Mobile Figures
By David Lloyd
Design by Erik Loyer

Editor's Introduction

If 'mobility' seems very much a buzz word of the new millennium, packaged and sold to us via an ever-increasing array of sleek and shiny devices, 'Mobile Figures' insists we think the term historically and culturally by routing us back to an earlier place and time. The piece explores a series of contradictory figurations of the Irish during the period of the Famine in order to understand the work such representations perform for capital, for empire, and for the Irish themselves. As such, "Mobile Figures" sheds light on our contemporary moment of globalization, as the 19th-century movements of the Irish provide one trajectory through which we might historicize and analyze the accelerated processes of diaspora and displacement that so characterize late capitalism.

In an early design meeting for the project, David Lloyd expressed the hope that the piece might produce in the reader a feeling akin to dropping into a bog, a sense of displacement and radical reorganization. As such, he was interested in mining the affective registers of argument set free from the strict linearity of the traditional essay, opening up the possibility for contingency, juxtaposition, accident, and meandering as modes of scholarly engagement.
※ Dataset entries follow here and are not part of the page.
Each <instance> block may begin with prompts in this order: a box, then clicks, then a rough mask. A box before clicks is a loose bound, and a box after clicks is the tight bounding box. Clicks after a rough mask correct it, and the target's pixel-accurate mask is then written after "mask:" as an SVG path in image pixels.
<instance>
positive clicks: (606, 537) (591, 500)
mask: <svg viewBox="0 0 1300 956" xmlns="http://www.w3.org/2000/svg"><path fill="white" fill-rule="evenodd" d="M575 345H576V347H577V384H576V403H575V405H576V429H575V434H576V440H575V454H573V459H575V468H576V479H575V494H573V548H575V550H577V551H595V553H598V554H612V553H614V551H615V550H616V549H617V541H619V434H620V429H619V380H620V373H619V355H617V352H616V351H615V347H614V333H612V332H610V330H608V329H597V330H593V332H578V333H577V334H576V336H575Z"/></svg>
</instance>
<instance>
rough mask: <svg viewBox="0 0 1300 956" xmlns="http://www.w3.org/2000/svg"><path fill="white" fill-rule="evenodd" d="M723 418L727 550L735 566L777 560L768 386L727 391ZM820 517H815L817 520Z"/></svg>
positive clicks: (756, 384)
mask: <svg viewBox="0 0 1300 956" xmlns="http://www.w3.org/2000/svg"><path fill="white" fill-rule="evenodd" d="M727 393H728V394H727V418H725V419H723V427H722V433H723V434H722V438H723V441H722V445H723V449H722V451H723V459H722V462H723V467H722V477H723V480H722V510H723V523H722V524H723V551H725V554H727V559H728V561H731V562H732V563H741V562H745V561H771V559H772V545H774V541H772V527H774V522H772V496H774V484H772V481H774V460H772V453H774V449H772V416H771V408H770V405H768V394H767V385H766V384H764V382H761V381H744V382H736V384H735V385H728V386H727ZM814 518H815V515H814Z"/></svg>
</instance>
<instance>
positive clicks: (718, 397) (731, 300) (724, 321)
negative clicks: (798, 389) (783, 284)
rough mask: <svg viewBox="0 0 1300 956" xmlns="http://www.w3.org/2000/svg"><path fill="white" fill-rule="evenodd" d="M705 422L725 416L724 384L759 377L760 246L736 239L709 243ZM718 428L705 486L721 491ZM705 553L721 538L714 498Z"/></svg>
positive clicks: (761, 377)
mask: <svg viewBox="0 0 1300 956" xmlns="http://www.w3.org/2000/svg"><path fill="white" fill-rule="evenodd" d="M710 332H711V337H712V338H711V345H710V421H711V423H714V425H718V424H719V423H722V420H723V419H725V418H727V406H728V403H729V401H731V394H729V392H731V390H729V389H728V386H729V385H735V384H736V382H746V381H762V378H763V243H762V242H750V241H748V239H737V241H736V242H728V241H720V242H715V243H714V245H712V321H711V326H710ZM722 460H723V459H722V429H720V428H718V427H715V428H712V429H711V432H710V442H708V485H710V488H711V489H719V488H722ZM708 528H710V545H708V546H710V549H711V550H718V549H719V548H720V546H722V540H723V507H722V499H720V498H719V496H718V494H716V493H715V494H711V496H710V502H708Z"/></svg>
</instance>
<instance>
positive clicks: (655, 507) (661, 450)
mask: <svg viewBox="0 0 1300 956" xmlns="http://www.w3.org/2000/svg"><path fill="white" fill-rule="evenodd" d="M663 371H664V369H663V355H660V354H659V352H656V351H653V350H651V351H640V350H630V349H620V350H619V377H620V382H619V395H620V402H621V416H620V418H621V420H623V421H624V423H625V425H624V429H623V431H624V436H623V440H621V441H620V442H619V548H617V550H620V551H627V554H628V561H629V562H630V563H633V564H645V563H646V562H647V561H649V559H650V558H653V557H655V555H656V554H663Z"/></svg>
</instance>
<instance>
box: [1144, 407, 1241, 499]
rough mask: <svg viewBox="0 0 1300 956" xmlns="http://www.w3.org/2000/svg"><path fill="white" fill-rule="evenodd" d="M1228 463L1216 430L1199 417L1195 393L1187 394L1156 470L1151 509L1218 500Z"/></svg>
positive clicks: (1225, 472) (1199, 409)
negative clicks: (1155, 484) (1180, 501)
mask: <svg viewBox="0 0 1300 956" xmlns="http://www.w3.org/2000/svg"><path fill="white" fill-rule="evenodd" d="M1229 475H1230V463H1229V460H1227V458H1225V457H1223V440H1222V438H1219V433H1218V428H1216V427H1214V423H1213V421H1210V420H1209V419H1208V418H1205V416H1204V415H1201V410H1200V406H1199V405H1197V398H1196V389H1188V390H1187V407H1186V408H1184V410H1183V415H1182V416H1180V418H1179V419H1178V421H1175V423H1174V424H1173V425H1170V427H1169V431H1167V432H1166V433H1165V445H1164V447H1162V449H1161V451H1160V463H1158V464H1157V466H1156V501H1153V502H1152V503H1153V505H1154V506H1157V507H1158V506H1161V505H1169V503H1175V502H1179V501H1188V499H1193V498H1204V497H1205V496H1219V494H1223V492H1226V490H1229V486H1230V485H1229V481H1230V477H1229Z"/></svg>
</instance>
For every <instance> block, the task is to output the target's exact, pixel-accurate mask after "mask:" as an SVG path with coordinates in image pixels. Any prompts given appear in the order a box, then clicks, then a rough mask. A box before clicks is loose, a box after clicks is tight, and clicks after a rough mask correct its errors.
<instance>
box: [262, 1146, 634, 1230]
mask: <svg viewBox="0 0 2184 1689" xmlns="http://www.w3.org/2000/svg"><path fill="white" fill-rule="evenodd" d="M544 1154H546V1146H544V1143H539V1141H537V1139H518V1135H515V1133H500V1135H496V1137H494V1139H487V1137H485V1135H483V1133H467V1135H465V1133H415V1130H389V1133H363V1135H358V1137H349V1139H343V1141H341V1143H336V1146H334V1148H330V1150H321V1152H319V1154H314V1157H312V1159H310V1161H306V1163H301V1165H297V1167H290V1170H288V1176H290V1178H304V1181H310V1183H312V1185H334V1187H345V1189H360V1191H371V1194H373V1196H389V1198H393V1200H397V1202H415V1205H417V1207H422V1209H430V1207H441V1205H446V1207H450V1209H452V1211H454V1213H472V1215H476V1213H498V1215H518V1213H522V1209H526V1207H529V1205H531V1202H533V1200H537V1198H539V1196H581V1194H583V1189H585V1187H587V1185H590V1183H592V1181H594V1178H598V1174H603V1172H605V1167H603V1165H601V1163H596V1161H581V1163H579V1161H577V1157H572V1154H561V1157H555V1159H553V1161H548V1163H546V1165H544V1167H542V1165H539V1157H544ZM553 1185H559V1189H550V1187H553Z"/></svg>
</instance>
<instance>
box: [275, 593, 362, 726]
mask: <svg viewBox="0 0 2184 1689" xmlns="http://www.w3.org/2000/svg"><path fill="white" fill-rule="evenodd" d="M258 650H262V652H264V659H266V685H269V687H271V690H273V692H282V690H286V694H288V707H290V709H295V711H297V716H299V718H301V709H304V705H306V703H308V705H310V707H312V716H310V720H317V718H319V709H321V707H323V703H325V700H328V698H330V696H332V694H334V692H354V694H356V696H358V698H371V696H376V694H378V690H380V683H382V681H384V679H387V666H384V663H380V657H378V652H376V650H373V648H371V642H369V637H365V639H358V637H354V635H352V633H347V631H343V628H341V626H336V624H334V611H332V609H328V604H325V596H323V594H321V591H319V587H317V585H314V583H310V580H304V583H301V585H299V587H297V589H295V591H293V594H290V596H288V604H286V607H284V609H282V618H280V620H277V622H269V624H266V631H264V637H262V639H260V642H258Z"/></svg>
Through a process of iterative collaboration, Creative Director Erik Loyer and Lloyd have succeeded in modeling a more rhizomatic form of scholarship that simultaneously sustains linear argument and pushes hard against it. In deploying this 'both/and' logic, the piece points to new modes of historiographic inquiry by forging points of intersection between oft-distinct modes of thought, linking up political economy, visual culture, literary theory, and an investigation of subaltern agency. It creates a space for those associative lines of thought that regularly get pruned away as we force our ideas into the confines of linear print. Through the Vectors collaboration process, it also became clear that Lloyd was unearthing fresh dimensions to his argument, allowing a new 'form' to reshape what he could do and say with 'content' he knew quite well.

Such a multi-layered structure is exquisitely appropriate to the subject matter at hand, for one of the lessons of the piece is to remind us that the Irish were at once reified in their figuration by the British and always also outstripping that very fixity, enabling and escaping the logics and rationalizations of capital at one and the same time. In their mobility and their stasis, the Irish limn both the dream of perfect abstract labor and the impossibility of that dream's full realization.